There's a perception problem with Docker Compose. Ask a room full of platform engineers what they think of it, and you'll hear some version of: "It's great for local dev, but we use Kubernetes for real work."
I get it. I held that same opinion for years. Compose was the thing I used to spin up a Postgres database on my laptop, not something I'd trust with a staging environment, let alone a workload that needed GPU access.
Then 2024 and 2025 happened. Docker shipped a set of features that quietly transformed Compose from a developer convenience tool into something that can handle complex deployment scenarios. Profiles let you manage multiple environments from a single file. Watch mode killed the painful rebuild cycle that made container-based development feel sluggish. GPU support opened the door to ML inference workloads. And a bunch of smaller improvements (better health checks, Bake integration, structured logging) filled in the gaps that used to make Compose feel like a toy.

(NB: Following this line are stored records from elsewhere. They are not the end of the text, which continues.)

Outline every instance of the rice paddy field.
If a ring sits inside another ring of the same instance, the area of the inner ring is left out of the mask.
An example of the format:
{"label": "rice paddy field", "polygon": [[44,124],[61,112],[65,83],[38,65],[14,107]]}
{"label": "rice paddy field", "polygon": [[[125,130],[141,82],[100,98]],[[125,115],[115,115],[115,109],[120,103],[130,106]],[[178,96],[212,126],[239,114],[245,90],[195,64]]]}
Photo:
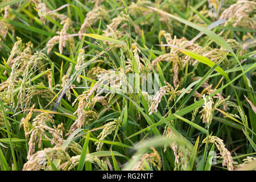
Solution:
{"label": "rice paddy field", "polygon": [[1,0],[0,170],[256,169],[255,12]]}

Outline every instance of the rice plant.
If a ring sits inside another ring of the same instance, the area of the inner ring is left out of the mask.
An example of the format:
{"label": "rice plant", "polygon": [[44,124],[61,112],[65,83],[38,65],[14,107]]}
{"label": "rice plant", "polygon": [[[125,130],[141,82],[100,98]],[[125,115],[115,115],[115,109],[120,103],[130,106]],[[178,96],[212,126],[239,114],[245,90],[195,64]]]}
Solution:
{"label": "rice plant", "polygon": [[1,0],[0,170],[256,169],[255,12]]}

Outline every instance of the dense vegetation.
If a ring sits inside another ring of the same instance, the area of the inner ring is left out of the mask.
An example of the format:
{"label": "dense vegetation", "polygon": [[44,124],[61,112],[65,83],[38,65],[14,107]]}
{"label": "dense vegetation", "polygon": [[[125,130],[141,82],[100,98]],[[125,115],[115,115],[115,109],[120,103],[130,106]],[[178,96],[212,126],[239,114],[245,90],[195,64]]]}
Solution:
{"label": "dense vegetation", "polygon": [[255,11],[1,0],[0,169],[256,169]]}

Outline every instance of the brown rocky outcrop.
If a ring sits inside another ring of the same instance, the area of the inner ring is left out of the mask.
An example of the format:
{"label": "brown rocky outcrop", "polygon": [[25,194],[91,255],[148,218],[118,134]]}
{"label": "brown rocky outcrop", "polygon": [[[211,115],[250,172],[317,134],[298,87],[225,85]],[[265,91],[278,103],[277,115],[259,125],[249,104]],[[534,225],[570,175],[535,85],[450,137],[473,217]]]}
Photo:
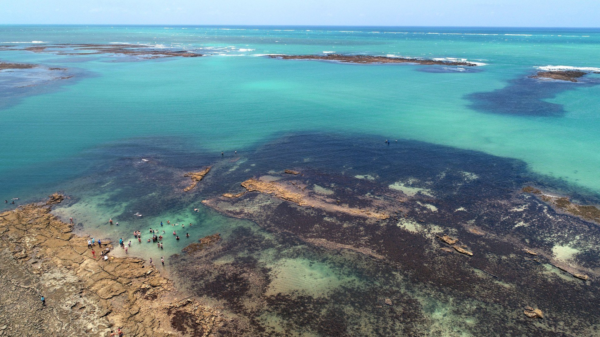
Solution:
{"label": "brown rocky outcrop", "polygon": [[373,56],[370,55],[344,55],[326,54],[322,55],[269,55],[272,58],[286,60],[326,60],[344,63],[416,63],[423,65],[461,65],[475,67],[477,64],[450,60],[434,60],[416,58],[392,58],[389,56]]}
{"label": "brown rocky outcrop", "polygon": [[543,318],[544,313],[539,309],[533,309],[530,306],[526,306],[523,314],[530,318]]}
{"label": "brown rocky outcrop", "polygon": [[[253,178],[242,182],[241,185],[248,192],[259,192],[265,194],[269,194],[275,198],[293,203],[301,206],[311,206],[326,210],[340,212],[351,215],[364,216],[366,218],[372,218],[375,219],[384,219],[389,218],[389,215],[384,213],[379,213],[370,209],[361,209],[338,204],[340,201],[337,200],[334,204],[331,200],[328,201],[325,199],[314,197],[308,194],[308,192],[304,191],[304,189],[301,188],[294,182],[290,182],[290,185],[280,182],[271,181],[264,182]],[[290,189],[296,189],[298,192],[292,192]],[[300,192],[300,191],[303,191]],[[224,195],[226,197],[226,195]],[[205,201],[203,203],[206,203]]]}
{"label": "brown rocky outcrop", "polygon": [[535,75],[529,76],[532,79],[541,79],[543,80],[560,80],[562,81],[569,81],[577,82],[577,79],[587,74],[583,71],[577,71],[574,70],[552,70],[550,71],[538,71]]}
{"label": "brown rocky outcrop", "polygon": [[208,173],[208,171],[211,170],[211,166],[209,166],[199,172],[190,172],[184,174],[184,177],[190,177],[190,179],[191,179],[192,182],[190,184],[190,186],[184,188],[184,192],[187,192],[188,191],[190,191],[192,188],[196,187],[196,185],[198,184],[198,182],[202,180],[204,176],[206,176],[206,174]]}
{"label": "brown rocky outcrop", "polygon": [[232,194],[231,193],[223,193],[223,196],[225,197],[226,198],[239,198],[245,194],[246,194],[245,192],[241,192],[238,193],[237,194]]}
{"label": "brown rocky outcrop", "polygon": [[439,235],[436,235],[436,236],[437,236],[437,238],[439,239],[441,241],[445,242],[448,245],[450,245],[450,246],[454,248],[454,250],[455,250],[456,251],[460,253],[464,254],[465,255],[468,255],[469,256],[473,255],[472,252],[464,249],[466,248],[466,246],[461,246],[457,244],[457,243],[458,242],[458,239],[455,237],[452,237],[447,234],[445,234],[442,236],[440,236]]}
{"label": "brown rocky outcrop", "polygon": [[586,220],[600,222],[600,209],[592,205],[581,205],[571,201],[568,197],[556,197],[544,194],[542,191],[530,186],[524,187],[522,191],[526,193],[532,193],[550,203],[555,208],[573,215],[580,216]]}
{"label": "brown rocky outcrop", "polygon": [[[85,50],[86,52],[68,52],[65,49]],[[143,59],[155,59],[170,57],[197,57],[202,54],[188,52],[187,50],[170,50],[159,49],[152,46],[145,44],[45,44],[26,47],[23,50],[35,53],[51,52],[66,55],[89,55],[93,54],[116,54],[137,56]]]}
{"label": "brown rocky outcrop", "polygon": [[249,179],[242,182],[241,185],[248,192],[256,191],[266,194],[273,194],[277,198],[292,202],[298,206],[308,206],[308,204],[304,201],[304,196],[301,194],[290,192],[276,182],[263,182]]}
{"label": "brown rocky outcrop", "polygon": [[[50,213],[62,197],[0,214],[0,303],[11,308],[0,310],[0,335],[107,336],[119,327],[139,336],[217,331],[220,311],[186,298],[154,266],[110,252],[107,261],[93,258],[88,238]],[[94,249],[100,257],[101,248]]]}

Here's what I'll cover: using Docker Compose profiles to manage multiple environments from one file, setting up watch mode for instant code syncing during development, configuring GPU passthrough for machine learning workloads, implementing proper health checks and startup ordering so your services stop crashing on cold starts, and using Bake to bridge the gap between your local Compose workflow and production image builds. I'll also tell you where Compose still falls short and where you should reach for something else.
Prerequisites
You should be comfortable with Docker basics and have written a compose.yaml file before. You'll need Docker Compose v2 installed. The minimum version depends on which features you want: service_healthy dependency conditions require v2.20.0+, watch mode requires v2.22.0+, and the gpus: shorthand requires v2.30.0+. Run docker compose version to check what you have.
Table of Contents
The Modern Compose File: What's Changed
If you haven't looked at a Compose file recently, the first thing you'll notice is that the version field is gone. Docker Compose v2 ignores it entirely, and including it actually triggers a deprecation warning. A modern compose.yaml starts cleanly with your services, no preamble needed.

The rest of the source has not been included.